One method is to ask for the caller's number and say you would like to call them immediately to verify if the company is legitimate or not.
Also, avoid sharing your details on social media. Use the security options in these accounts to keep your information private.
In case you are using forums or social media to complain about a company, don't reveal your contact details.
If the company takes notice of your issue, they would have your details and either get in touch or ask to call up a responsible person in their organisation.
Reporting to police
Lodge a criminal complaint with the local police or cybercrime cell
Report phone numbers of callers
If call is recorded, give it to the officer
Include details of text messages
Specify other details such as names and answers the caller gave to your questions
'The savviest are falling prey to vishing'
Shomiron Das Gupta, Cyber security expert
It's really incredible that even the savviest individuals fall prey to vishing frauds easily.
These conmen are well-trained. The victims are usually in the middle of work and don't have the time to check with their banks.
Seniors are the easiest prey, as not many of them are tech-savvy. These criminals usually target people based in another state, reducing the chances of being tracked and arrested.
Their set-up, too, is difficult to crack. Money is used to purchase Bitcoins that cannot be tracked.
If a person gets a call and knows for sure it's a conman, he or she cannot do anything.

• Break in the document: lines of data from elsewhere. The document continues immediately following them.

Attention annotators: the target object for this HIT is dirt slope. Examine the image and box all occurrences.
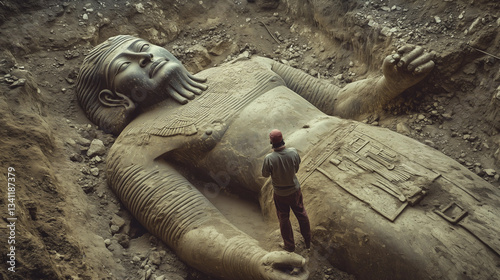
[0,0,500,279]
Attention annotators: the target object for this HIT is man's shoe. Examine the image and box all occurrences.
[280,243,295,253]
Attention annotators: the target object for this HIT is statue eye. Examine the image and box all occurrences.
[118,62,130,73]
[139,44,149,52]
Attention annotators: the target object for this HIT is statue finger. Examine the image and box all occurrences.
[408,53,434,71]
[398,46,424,67]
[398,45,415,54]
[181,80,203,95]
[187,79,208,92]
[386,53,401,65]
[188,73,207,83]
[413,60,435,75]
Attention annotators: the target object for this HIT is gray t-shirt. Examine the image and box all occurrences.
[262,148,300,196]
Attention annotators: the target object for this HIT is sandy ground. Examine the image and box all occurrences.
[0,0,500,279]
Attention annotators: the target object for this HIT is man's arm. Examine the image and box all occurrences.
[262,157,271,178]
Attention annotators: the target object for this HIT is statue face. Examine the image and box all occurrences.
[105,39,194,104]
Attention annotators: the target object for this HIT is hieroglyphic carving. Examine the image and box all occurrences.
[302,131,440,221]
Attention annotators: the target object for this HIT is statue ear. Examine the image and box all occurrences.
[99,89,135,111]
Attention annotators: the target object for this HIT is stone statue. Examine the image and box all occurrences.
[77,36,500,279]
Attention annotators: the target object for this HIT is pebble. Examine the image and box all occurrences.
[90,167,99,177]
[484,168,497,177]
[87,139,106,157]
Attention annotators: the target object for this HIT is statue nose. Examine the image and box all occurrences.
[139,53,153,67]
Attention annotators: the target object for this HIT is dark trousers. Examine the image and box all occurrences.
[274,189,311,251]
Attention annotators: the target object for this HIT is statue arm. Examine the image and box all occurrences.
[107,140,307,279]
[334,45,435,118]
[262,45,434,119]
[269,60,340,115]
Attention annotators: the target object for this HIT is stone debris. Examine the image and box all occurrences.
[87,139,106,157]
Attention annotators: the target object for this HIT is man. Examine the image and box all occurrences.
[76,36,500,280]
[262,129,311,252]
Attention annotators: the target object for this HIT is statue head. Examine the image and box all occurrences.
[76,35,206,135]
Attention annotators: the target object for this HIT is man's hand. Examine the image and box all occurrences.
[382,45,435,91]
[259,251,309,280]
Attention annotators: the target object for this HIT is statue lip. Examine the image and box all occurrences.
[149,59,167,78]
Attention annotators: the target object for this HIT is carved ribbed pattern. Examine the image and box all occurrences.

There's no mechanism to bring them to task before the fraud takes place. Banks don't act, either, other than sending mailers and text messages, asking people not to share their details.
Once a person becomes a victim, the money is as good as gone. The only way to prevent these frauds is by not sharing details with callers. Individuals should also use security settings on social media accounts to hide their personal details.
'Very few banks are acting on such frauds'
KMM Prasanna, Additional CP (Crime), Mumbai
When a person falls prey to cyber crime, he can go to any police station to register a first information report.
Filing it with the cyber crime cell will ensure speedy action, as officials in this division are in constant touch with banks and relevant institutions.
Today, when the world is digitally connected, criminals tend to leave some footprints and can be traced.
The victim should, therefore, provide as much information as possible.
This year, our cyber crime cell registered a total of 151 cases. Of these, vishing cases were 25.
We have a detection rate of 50 per cent. At present, only two-three banks have taken an initiative to come to us and asked to investigate such matters after their customers fell prey to frauds.
More banks need to do this. Companies also need to invest in data security, as most customer information is stolen and purchased on the internet.
Each card detail can be bought for only Rs 8. Fraudsters also steal details from malls where unsuspecting customers swipe their cards.